How to work with Giotto instructions that are part of your Giotto object:

  • show the instructions associated with your Giotto object with showGiottoInstructions()

  • change one or more instructions with changeGiottoInstructions()

  • replace all instructions at once with replaceGiottoInstructions()

  • read or get a specific Giotto instruction with readGiottoInstructions()

# show instructions associated with giotto object (seqfish_mini)
showGiottoInstructions(seqfish_mini)

2. Processing steps#

  • filter genes and cells based on detection frequencies

  • normalize expression matrix (log transformation, scaling factor and/or z-scores)

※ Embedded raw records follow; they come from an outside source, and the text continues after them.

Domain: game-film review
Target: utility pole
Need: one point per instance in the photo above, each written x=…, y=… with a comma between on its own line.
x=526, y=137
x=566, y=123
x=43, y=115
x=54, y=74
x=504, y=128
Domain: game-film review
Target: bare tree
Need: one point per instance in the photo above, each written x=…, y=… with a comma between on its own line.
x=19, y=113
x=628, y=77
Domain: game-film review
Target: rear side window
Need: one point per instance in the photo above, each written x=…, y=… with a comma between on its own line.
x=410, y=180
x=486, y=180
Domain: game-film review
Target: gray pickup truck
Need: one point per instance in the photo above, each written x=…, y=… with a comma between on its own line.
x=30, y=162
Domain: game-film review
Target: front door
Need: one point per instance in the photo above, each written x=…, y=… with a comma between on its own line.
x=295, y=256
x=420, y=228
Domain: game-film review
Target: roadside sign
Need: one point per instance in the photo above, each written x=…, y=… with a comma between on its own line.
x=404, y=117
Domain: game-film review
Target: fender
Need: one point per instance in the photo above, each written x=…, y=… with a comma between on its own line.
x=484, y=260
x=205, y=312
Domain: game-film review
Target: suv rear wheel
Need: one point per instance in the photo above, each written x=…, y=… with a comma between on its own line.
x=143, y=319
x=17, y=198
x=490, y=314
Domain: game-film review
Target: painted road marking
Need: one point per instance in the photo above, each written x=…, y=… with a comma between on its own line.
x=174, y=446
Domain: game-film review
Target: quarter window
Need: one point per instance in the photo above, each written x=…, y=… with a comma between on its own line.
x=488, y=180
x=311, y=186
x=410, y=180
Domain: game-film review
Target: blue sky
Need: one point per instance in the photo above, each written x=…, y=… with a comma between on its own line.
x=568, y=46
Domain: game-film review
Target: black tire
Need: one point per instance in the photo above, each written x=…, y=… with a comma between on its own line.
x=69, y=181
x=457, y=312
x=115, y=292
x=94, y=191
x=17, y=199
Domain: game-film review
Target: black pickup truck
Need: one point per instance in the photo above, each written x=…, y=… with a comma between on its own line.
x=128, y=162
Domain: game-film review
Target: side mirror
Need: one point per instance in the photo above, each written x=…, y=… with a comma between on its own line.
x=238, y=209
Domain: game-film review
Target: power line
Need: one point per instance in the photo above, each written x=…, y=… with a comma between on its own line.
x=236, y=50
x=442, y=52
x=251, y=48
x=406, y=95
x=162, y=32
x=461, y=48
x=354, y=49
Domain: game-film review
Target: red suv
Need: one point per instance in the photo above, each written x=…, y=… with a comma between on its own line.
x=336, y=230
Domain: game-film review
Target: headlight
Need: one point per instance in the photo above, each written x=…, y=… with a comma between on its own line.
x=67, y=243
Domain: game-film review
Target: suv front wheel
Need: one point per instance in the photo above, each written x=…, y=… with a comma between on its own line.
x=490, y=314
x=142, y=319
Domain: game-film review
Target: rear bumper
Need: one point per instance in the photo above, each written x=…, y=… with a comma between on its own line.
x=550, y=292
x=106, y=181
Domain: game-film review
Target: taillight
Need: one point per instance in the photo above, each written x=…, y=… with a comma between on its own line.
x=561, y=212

  • add cell and gene statistics (optional)

  • adjust expression matrix for technical covariates or batches (optional). These results will be stored in the custom slot.

seqfish_mini = filterGiotto(gobject = seqfish_mini,
                            expression_threshold = 0.5,
                            feat_det_in_min_cells = 20,
                            min_det_feats_per_cell = 0)
seqfish_mini = normalizeGiotto(gobject = seqfish_mini, scalefactor = 6000, verbose = T)
seqfish_mini = addStatistics(gobject = seqfish_mini)
seqfish_mini = adjustGiottoMatrix(gobject = seqfish_mini,
                                  expression_values = c('normalized'),
                                  covariate_columns = c('nr_feats', 'total_expr'))

3. Dimension reduction#

  • identify highly variable features (HVF)

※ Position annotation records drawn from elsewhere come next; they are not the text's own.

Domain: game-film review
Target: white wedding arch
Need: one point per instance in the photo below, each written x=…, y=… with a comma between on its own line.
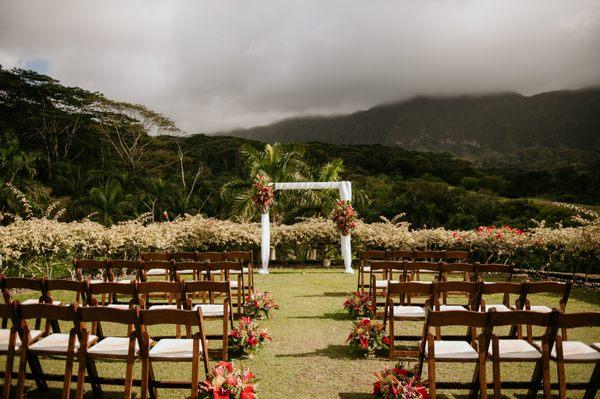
x=345, y=189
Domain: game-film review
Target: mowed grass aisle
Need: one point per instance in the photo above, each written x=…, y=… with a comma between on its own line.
x=308, y=357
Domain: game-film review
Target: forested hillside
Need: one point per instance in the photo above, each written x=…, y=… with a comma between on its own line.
x=69, y=153
x=465, y=124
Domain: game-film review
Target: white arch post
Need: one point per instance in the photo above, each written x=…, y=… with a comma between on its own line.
x=345, y=189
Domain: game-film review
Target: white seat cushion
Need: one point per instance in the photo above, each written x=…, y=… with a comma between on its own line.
x=245, y=271
x=575, y=350
x=173, y=348
x=118, y=306
x=498, y=307
x=516, y=349
x=58, y=343
x=5, y=336
x=156, y=272
x=158, y=307
x=211, y=309
x=409, y=311
x=33, y=301
x=541, y=309
x=113, y=346
x=453, y=350
x=383, y=283
x=444, y=308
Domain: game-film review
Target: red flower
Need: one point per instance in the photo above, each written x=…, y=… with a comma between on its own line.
x=248, y=393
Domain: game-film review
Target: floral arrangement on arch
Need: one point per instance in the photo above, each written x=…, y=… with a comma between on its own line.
x=344, y=217
x=264, y=193
x=259, y=305
x=368, y=336
x=227, y=383
x=359, y=304
x=248, y=337
x=398, y=383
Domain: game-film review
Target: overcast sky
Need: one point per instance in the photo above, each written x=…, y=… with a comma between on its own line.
x=218, y=65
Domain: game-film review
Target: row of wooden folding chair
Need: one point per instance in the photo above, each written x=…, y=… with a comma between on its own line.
x=80, y=346
x=245, y=257
x=382, y=273
x=488, y=347
x=215, y=299
x=230, y=271
x=399, y=255
x=400, y=305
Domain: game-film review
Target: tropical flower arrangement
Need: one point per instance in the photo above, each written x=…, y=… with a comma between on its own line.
x=344, y=217
x=259, y=305
x=398, y=383
x=264, y=193
x=359, y=304
x=368, y=336
x=248, y=337
x=227, y=383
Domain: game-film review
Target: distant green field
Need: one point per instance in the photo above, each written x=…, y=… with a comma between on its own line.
x=308, y=357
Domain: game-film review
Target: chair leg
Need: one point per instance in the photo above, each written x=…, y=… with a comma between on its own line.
x=496, y=367
x=10, y=357
x=69, y=366
x=129, y=368
x=195, y=364
x=594, y=383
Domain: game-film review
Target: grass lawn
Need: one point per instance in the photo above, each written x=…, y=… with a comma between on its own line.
x=308, y=357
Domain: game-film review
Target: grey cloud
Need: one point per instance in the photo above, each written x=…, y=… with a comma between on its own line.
x=217, y=65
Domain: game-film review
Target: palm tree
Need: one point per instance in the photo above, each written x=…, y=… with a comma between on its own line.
x=111, y=201
x=275, y=162
x=281, y=164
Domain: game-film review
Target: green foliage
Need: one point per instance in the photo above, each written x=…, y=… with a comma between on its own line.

seqfish_mini = calculateHVF(gobject = seqfish_mini)
https://github.com/drieslab/Giotto_site_suite/blob/master/inst/images/mini_seqFISH/220915_results/0-HVFplot.png?raw=true
  • perform PCA

  • identify number of significant principal components (PCs)

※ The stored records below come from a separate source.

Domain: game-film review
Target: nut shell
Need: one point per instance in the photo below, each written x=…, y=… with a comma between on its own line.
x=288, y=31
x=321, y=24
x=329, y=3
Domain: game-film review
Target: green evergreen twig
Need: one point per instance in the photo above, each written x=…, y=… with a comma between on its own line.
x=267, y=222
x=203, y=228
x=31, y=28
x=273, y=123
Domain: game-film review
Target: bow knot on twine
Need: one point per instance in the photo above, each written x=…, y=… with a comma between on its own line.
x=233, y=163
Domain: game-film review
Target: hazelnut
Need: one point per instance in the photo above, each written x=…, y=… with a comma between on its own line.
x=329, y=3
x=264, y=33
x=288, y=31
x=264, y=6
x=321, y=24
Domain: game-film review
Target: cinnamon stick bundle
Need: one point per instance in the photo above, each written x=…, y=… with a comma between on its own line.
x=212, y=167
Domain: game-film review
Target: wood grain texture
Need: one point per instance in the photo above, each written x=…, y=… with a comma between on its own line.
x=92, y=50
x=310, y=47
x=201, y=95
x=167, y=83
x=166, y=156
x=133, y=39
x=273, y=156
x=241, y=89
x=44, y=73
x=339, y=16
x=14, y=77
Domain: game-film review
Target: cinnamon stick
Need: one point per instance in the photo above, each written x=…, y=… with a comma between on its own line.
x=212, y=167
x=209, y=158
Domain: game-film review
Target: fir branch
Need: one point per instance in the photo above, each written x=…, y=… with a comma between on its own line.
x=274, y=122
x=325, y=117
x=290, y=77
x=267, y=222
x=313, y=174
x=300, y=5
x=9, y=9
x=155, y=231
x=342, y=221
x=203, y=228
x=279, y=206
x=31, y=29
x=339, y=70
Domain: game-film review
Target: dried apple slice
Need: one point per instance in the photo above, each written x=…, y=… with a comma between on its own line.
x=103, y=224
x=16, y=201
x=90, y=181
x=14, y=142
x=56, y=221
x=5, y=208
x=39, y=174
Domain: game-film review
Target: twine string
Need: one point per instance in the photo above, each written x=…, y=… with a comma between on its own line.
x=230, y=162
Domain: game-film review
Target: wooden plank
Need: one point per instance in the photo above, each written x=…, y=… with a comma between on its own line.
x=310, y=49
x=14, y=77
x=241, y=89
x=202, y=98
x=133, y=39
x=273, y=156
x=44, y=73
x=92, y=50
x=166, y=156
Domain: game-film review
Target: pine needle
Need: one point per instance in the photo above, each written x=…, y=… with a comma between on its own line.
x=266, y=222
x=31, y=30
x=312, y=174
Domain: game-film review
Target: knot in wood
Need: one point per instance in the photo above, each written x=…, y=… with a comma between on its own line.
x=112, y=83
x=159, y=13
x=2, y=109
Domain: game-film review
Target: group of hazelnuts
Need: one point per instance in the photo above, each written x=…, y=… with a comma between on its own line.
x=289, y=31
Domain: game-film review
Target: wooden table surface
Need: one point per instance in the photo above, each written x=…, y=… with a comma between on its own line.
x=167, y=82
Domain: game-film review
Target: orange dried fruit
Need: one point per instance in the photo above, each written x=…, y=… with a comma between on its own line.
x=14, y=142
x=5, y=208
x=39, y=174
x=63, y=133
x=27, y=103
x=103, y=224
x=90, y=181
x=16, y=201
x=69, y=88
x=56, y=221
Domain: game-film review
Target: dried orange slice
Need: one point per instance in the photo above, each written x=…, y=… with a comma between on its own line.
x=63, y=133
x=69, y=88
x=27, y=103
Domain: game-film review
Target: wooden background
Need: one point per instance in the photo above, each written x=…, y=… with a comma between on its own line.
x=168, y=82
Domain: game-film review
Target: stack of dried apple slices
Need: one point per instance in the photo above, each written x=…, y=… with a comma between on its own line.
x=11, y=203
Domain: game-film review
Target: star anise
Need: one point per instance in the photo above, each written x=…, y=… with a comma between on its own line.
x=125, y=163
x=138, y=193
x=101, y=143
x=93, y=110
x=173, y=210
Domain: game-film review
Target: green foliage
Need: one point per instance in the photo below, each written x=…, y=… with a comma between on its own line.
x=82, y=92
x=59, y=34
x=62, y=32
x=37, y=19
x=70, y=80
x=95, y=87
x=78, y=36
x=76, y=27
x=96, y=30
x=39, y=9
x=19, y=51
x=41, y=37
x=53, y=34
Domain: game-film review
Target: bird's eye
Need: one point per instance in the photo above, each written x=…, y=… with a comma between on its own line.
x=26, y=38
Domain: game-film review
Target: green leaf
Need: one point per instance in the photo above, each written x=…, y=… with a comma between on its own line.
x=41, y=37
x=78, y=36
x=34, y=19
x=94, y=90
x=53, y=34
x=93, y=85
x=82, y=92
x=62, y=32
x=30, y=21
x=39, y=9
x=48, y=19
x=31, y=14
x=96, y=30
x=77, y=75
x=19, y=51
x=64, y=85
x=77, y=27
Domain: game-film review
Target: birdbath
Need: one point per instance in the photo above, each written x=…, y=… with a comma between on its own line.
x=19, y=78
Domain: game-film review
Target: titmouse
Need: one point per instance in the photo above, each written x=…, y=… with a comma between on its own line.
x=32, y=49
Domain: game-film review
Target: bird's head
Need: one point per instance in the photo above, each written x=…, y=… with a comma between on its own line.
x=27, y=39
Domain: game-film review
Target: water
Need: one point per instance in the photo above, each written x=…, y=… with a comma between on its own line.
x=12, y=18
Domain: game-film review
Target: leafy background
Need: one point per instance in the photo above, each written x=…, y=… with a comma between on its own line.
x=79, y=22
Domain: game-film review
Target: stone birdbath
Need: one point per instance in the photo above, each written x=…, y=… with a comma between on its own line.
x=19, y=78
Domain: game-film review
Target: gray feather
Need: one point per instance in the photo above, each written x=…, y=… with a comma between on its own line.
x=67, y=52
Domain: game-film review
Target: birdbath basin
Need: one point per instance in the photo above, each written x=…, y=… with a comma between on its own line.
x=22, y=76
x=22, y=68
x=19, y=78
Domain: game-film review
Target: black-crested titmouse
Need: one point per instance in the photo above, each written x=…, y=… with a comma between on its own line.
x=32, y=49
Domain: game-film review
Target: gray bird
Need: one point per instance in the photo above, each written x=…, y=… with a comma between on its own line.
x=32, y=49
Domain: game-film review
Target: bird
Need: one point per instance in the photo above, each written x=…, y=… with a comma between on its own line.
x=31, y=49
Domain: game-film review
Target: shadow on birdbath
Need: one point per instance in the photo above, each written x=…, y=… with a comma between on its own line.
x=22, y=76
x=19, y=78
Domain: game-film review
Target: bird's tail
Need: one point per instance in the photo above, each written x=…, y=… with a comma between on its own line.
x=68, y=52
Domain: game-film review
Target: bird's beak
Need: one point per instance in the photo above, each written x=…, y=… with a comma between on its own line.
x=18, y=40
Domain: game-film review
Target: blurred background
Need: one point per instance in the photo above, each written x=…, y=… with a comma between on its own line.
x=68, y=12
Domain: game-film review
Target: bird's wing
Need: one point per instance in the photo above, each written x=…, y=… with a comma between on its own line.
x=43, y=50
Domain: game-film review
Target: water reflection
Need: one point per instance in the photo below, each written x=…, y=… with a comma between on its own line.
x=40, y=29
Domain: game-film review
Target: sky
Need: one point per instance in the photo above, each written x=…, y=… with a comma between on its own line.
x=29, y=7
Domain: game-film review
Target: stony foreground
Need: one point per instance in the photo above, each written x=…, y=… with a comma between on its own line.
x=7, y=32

seqfish_mini = runPCA(gobject = seqfish_mini)
screePlot(seqfish_mini, ncp = 20)
https://github.com/drieslab/Giotto_site_suite/blob/master/inst/images/mini_seqFISH/220915_results/1-screePlot.png?raw=true
plotPCA(seqfish_mini)
https://github.com/drieslab/Giotto_site_suite/blob/master/inst/images/mini_seqFISH/220915_results/2-PCA.png?raw=true
  • run UMAP and/or t-SNE on PCs (or directly on matrix)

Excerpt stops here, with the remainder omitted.